Kahane’s discography also includes 2014’s The Ambassador, which received an acclaimed staging at BAM, directed by Tony Award-winner John Tiffany; an album of chamber music, The Fiction Issue, with the string quartet Brooklyn Rider; a recording of his orchestral song cycle Crane Palimpsest with The Knights; as well as the original cast album for February House. Other collaborations have included work with Paul Simon, Phoebe Bridgers, Sufjan Stevens, Andrew Bird, Caroline Shaw, and Chris Thile.
A two-time MacDowell Colony fellow, Kahane received the 2021 Charles Ives Fellowship Award from the American Academy of Arts and Letters. After nearly two decades in Brooklyn, Kahane recently relocated with his family to Portland, Oregon.
Johnny Gandelsman
Grammy award-winning violinist and producer Johnny Gandelsman's musical voice reflects the artistic collaborations he has been a part of since moving to the United States in 1995. Richard Brody of The New Yorker has called Johnny Gandelsman “revelatory” in concert, placing him in the company of “radically transformative” performers like Maurizio Pollini, Peter Serkin and Christian Zacharias.
As a founding member of Brooklyn Rider and a member of the Silkroad Ensemble, Johnny has closely worked with such luminaries as Bela Fleck, Martin Hayes, Kayhan Kalhor, Yo-Yo Ma, Mark Morris, Anne Sofie von Otter, Alim Qasimov & Fargana Qasimova, Joshua Redman, Suzanne Vega, Abigail Washburn and Damian Woetzel. He has appeared with Bono, David Byrne, Renee Fleming, Rhiannon Giddens, I'm With Her, Christian McBride, and many others.
Gandelsman integrates a wide range of creative sensibilities into a unique style amongst today's violinists, one that according to the Boston Globe, possesses "a balletic lightness of touch and a sense of whimsy and imagination". Johnny's recording of the complete Bach Sonatas and Partitas for Solo Violin, which reached #1 on the Billboard Classical Chart, and made it onto NY Magazine and NY Times Best of the Year lists, was described by the Boston Globe as "...sparklingly personal Bach, shorn of grandeur, lofted by a spirit of dance, and as predictable as the flight of a swallow."

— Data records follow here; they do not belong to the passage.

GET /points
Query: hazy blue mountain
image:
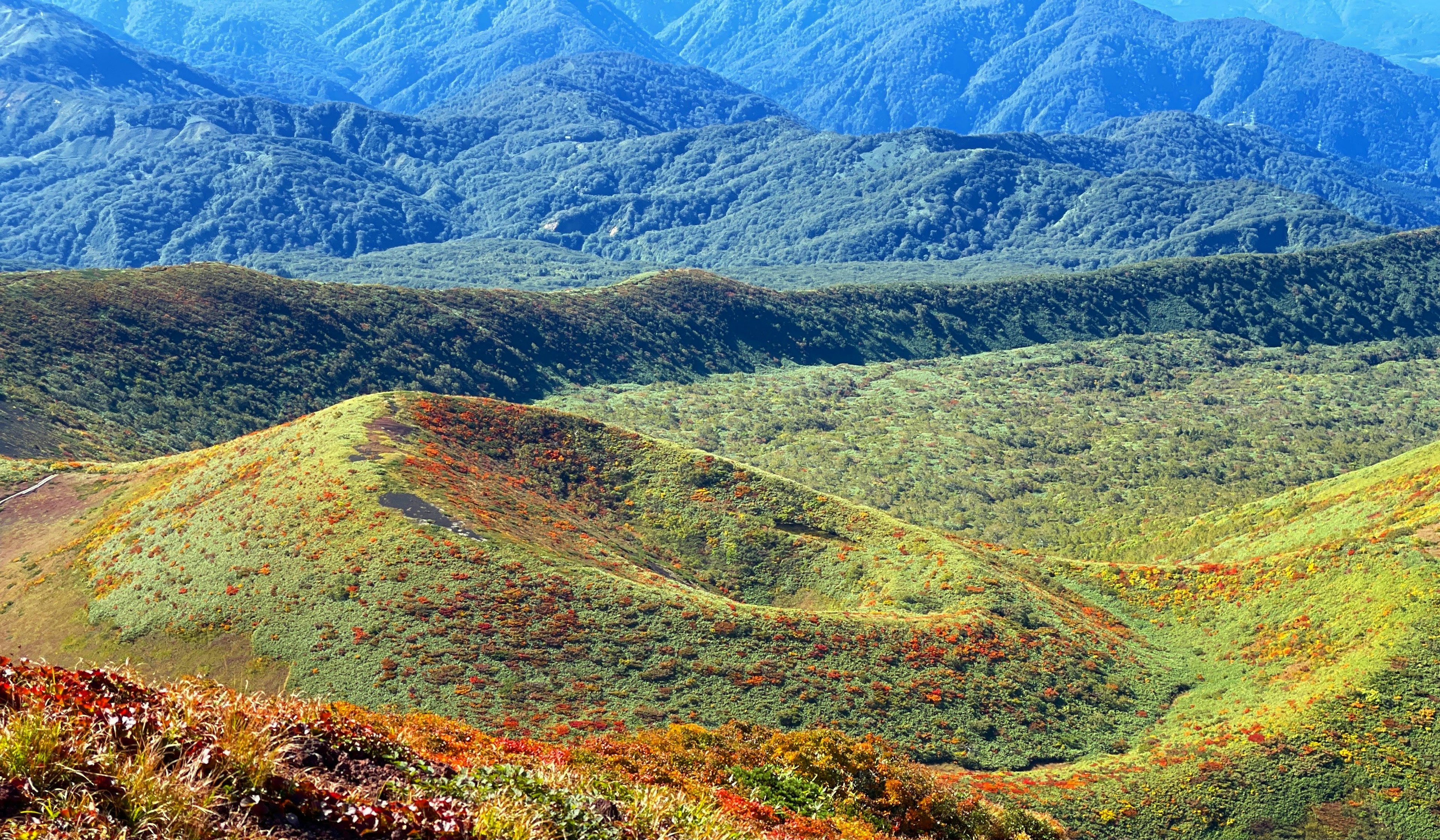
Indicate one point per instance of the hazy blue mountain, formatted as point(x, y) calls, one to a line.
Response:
point(396, 55)
point(57, 68)
point(1196, 149)
point(415, 54)
point(654, 15)
point(1058, 65)
point(611, 94)
point(232, 178)
point(1407, 32)
point(271, 48)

A passionate advocate for new music, Johnny has premiered dozens of new works, including music by Lisa Bielawa, Tyondai Braxton, Daniel Cords, Christina Courtin, Reena Esmail, Bela Fleck, Gabriela Lena Frank, Bill Frisell, Osvaldo Golijov, Gonzalo Grau, Ethan Iverson, Vijay Iyer, Colin Jacobsen, Gabriel Kahane, Rubin Kodheli, Angel Lam, Ljova, Dana Lyn, Nico Muhly, Padma Newsome, Shara Nova, Edward Perez, Matana Roberts, Kyle Sanna, Gregory Saunier, Caroline Shaw, Kojiro Umezaki, Dmitri Yanov-Yanovsky, Du Yun, Evan Ziporyn and John Zorn.
Johnny has been producing records since starting his label, In a Circle Records in 2008. Recent credits include Ken Burns & Lynn Novick's PBS documentary film "Hemingway", Silkroad Ensemble's "Falling out of Time", Brooklyn Rider's Grammy-nominated "Healing Modes" & “Spontaneous Symbols” (In a Circle Records); Magos Herrera & Brooklyn Rider's "Dreamers" (Sony); Johnny's own recording of JS Bach's complete Cello Suites & complete Sonatas and Partitas for violin (In a Circle Records) and 2 albums with Silkroad Ensemble and Yo-Yo Ma: “The Vietnam War”, documentary film by Ken Burns and Lynn Novick; and Silkroad Ensemble & Yo-Yo Ma's “Sing Me Home”, a Grammy-award winner for Best World Music album (Sony)
Johnny was born in Moscow into a family of musicians. His father Yuri is a world-renowned violist, his mother Janna is a pianist, and his sister Natasha is a violinist as well. He lives in Brooklyn with his partner, Amber Star Merkens, and their two kids, Julius Ivry and Raiya Leone.